Administering observability with key pillars
The pillars of observability are essential indicators that measure external outputs to record and analyze the internal state of a system. This information can be used to reconstruct the state of the application’s infrastructure with enough detail to analyze and optimize software processes.
Metrics are numerical representations of performance and security data measured in specific time intervals. These time-series data representations are derived as quantifiable measurements to help inspect the performance and health of distributed systems at the component level. Site reliability engineers (SREs) commonly harness metrics with predictive modeling to determine the overall state of the system and correlate projections for improving cluster performance. Since numerical attributes are optimized for storage, processing, compression, and retrieval, metrics allow for longer retention of performance data and are considered ideal for historical trend analysis.

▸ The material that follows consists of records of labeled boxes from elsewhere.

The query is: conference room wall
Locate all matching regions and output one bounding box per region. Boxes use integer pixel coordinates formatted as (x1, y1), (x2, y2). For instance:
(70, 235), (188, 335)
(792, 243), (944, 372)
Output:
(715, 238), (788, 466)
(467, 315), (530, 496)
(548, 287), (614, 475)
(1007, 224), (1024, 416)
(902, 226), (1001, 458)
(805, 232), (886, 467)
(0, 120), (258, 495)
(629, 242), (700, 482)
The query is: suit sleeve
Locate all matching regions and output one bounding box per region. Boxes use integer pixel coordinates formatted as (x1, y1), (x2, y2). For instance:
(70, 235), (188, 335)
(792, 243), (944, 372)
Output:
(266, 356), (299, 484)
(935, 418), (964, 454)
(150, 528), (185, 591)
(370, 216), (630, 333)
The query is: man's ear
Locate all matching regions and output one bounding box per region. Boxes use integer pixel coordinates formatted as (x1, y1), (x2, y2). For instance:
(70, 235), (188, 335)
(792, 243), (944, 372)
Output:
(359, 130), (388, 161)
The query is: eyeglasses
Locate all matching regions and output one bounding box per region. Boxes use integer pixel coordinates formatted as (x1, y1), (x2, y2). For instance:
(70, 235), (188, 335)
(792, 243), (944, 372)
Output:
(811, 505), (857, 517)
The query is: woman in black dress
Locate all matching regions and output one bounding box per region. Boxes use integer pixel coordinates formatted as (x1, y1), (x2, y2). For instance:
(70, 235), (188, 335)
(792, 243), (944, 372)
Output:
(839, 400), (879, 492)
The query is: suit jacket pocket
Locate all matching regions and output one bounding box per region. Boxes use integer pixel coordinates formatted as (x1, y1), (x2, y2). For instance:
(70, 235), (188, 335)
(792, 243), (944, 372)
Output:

Factors to consider before using metrics for observing distributed systems
- First, consider the amount of data being generated by a system and whether it is possible to collect and process all this data in a timely manner. If not, then using metrics can help provide a more accurate picture of what is going on with the system. For instance, collecting granular data can help resolve issues quickly, but it may also impact the system’s storage and processing. To avoid this, it is recommended to only capture data that will give you valuable insights over time instead of collecting and hoarding data that will never be used.
- Another factor to consider is the level of granularity required for the observability metric. For example, if you are trying to detect problems with a specific component of the system, you will need metrics that are specific to that component. On the other hand, if you are trying to get a general sense of how the system is performing, then less specific metrics, such as system metrics for garbage collection or CPU usage, may be sufficient.
- Finally, it is also important to assess the duration for which you need data for observability purposes. In some cases, real-time data may be necessary to quickly detect and fix problems. In other cases, it may be sufficient to collect data over longer periods of time to build up trends and identify potential issues. For example, if you’re monitoring CPU utilization, a sudden spike could indicate that something is wrong, but if you’re monitoring memory usage, a sudden spike might not be as significant.
Limitations of metrics
- Metrics are system-scoped, meaning that they can only track what is happening inside a system. For example, an error rate metric can only track the number of errors generated by the system and does not give any insights that may help determine why the errors are occurring. This is why log entries and traces are used to complement metrics and help isolate the root causes of problems.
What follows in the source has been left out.